Prices were down more than 11 percent in January from a year earlier. That’s the steepest drop in the history of the index, which goes back to 1987.
Marketplace’s Nancy Marshall Genzer has more.
Nancy Marshall Genzer: We’re not on a roller coaster ride with these housing prices, it’s more like a plunge.
David Wyss: The speed of the fall suggests to me that people are dumping houses.
Standard & Poors chief economist David Wyss says housing prices are falling faster than expected. That could mean bargain basement prices for, well, basements.
Wyss says we had a big party when housing prices were soaring. The housing bubble was biggest in California, Nevada and Florida. Now it’s popped, leaving plenty of headaches behind.
Wyss: The ones who had the best time are having the biggest hangovers, but it’s hurting all of us.

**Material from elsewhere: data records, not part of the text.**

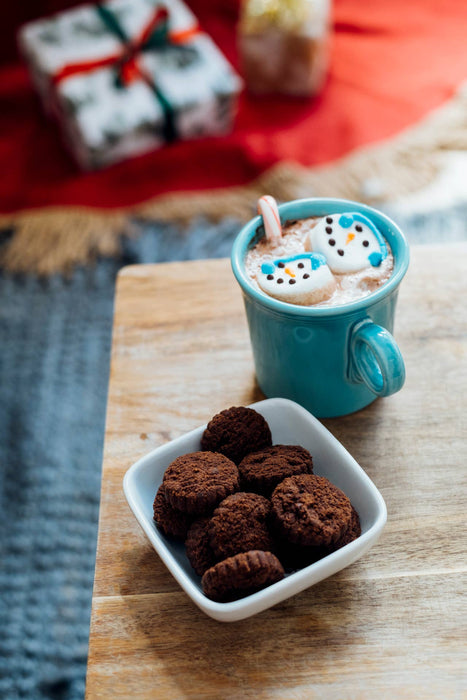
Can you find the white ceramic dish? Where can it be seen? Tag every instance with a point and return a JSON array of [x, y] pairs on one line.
[[290, 424]]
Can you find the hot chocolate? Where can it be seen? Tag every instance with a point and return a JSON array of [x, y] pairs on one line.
[[326, 261]]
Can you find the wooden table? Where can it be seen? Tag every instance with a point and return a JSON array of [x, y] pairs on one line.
[[390, 626]]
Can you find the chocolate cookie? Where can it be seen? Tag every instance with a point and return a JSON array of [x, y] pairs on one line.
[[261, 471], [353, 531], [241, 575], [195, 483], [239, 524], [236, 432], [198, 547], [170, 520], [309, 510]]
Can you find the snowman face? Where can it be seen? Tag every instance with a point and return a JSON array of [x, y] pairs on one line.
[[349, 242], [303, 279]]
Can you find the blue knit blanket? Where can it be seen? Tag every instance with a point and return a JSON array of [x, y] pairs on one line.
[[54, 361]]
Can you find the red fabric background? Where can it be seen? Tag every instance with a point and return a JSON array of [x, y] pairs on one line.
[[392, 62]]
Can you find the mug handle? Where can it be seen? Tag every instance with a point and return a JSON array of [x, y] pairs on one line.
[[375, 358]]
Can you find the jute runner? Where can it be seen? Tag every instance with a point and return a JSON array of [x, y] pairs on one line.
[[55, 239]]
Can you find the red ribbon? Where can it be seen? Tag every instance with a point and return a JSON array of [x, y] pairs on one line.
[[127, 58]]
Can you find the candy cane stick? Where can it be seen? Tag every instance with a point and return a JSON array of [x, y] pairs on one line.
[[267, 208]]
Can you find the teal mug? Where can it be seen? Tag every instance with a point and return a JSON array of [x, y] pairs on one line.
[[332, 360]]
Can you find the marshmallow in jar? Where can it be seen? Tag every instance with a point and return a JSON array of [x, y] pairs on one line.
[[284, 45]]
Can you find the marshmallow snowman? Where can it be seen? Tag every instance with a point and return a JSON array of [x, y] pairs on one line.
[[302, 279], [350, 242]]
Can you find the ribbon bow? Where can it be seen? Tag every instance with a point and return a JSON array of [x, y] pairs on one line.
[[155, 35]]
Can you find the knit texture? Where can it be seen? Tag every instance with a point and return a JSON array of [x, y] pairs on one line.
[[54, 365]]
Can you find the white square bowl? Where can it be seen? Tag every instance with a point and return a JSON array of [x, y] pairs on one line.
[[290, 424]]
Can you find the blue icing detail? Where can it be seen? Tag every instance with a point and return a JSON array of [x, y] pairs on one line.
[[267, 268], [346, 220], [375, 259]]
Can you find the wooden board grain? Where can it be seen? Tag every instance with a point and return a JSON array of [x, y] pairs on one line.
[[391, 625]]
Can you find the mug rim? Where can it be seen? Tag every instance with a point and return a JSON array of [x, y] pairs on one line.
[[243, 239]]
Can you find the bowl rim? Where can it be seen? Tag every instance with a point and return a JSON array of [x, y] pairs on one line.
[[288, 211], [279, 591]]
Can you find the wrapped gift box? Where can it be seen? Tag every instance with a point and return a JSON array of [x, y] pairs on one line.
[[127, 76]]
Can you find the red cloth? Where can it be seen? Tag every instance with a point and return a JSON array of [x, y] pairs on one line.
[[392, 62]]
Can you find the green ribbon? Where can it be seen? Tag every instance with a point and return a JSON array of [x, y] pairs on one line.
[[158, 39]]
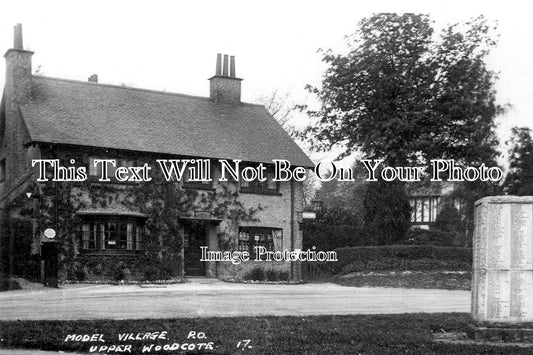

S&P’s index covers 20 high-priced urban areas. Michelle Meyer is an economist at Lehman Brothers. She says prices are lower even in parts of the country where there wasn’t a bubble. Homeowner confidence is eroding. Buyers are staying away. Meyer says one culprit is the bad housing news on the front page almost every day.
Michelle Meyer: You know, the biggest housing recession since the Great Depression.
The government agrees with S&P. A federal housing index released today showed prices were down three percent from last year.
In Washington, I’m Nancy Marshall Genzer for Marketplace.